L’agroforesterie, une nouvelle forme d’utilisation du sol
Les systèmes agroforestiers modernes associent sur une même parcelle les grandes cultures et les arbres. Ils conjuguent techniques d’exploitation modernes et attractivité économique.
Des agriculteurs suisses montrent comment cette approche s’inscrit dans la pratique (Hotspot 38/18); ils s’appuient en cela sur les résultats récents du projet européen «Agroforestry for Europe» (AGFORWARD).
D’informations supplémentaires pour les praticiens sous: www.agroforesterie.ch / www.agroforst.ch.
AGROMIX
Afin de gérer activement ce changement, AGROMIX réunit des personnes issues de l'agriculture, de la recherche et de la politique. Leur objectif: explorer des solutions agro-écologiques pour une utilisation plus résiliente des terres en Europe et développer des outils pour mettre en œuvre ces pratiques.
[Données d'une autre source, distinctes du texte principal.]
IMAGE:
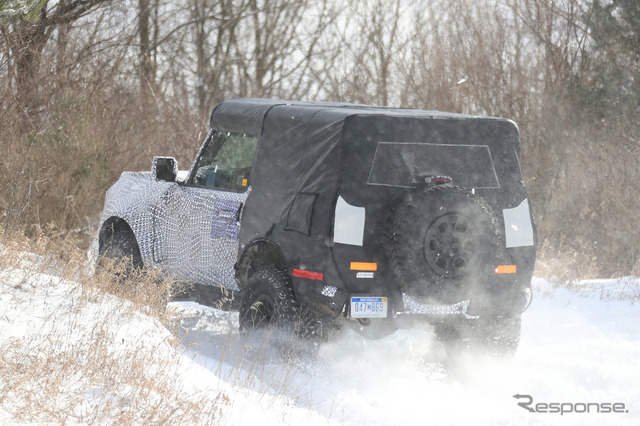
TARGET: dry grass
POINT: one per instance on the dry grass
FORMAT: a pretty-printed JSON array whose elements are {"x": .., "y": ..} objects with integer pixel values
[{"x": 86, "y": 360}]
L’agroforesterie au service du climat
En Suisse
L’agroforesterie recèle en effet un grand potentiel en termes de protection du climat et de l’environnement. Si l’on transformait 13,3 % de la surface agricole suisse utile en systèmes agroforestiers, on pourrait compenser jusqu’à 13 % des émissions de gaz à effet de serre du secteur agricole.
Aperçu des déficits environnementaux au niveau national
En Europe
S’ils étaient mis en place sur seulement 8.9 % de la surface agricole européenne, les systèmes agroforestiers permettraient de compenser jusqu'à 43.4 % des émissions actuelles de gaz à effet de serre de l’agriculture européenne.
Influence sur le paysage agricole et les prestations écologiques
Après sept ans, un système agroforestier de Suisse centrale (pommiers et grandes cultures) a déjà conduit à un enrichissement substantiel en humus de 18 % par rapport à la surface cultivée de manière conventionnelle, et cela non seulement dans la couche superficielle du sol, mais jusqu’à 60 cm de profondeur.
Par ailleurs, on n’a constaté aucune concurrence au niveau des racines entre les grandes cultures et les rangées d’arbres dans un système agroforestier mis en place il y a huit ans (prairie artificielle, pommiers et poiriers). En raison du travail du sol dans les grandes cultures, les arbres développent leurs racines uniquement en profondeur et dans l’emprise de la rangée d’arbres.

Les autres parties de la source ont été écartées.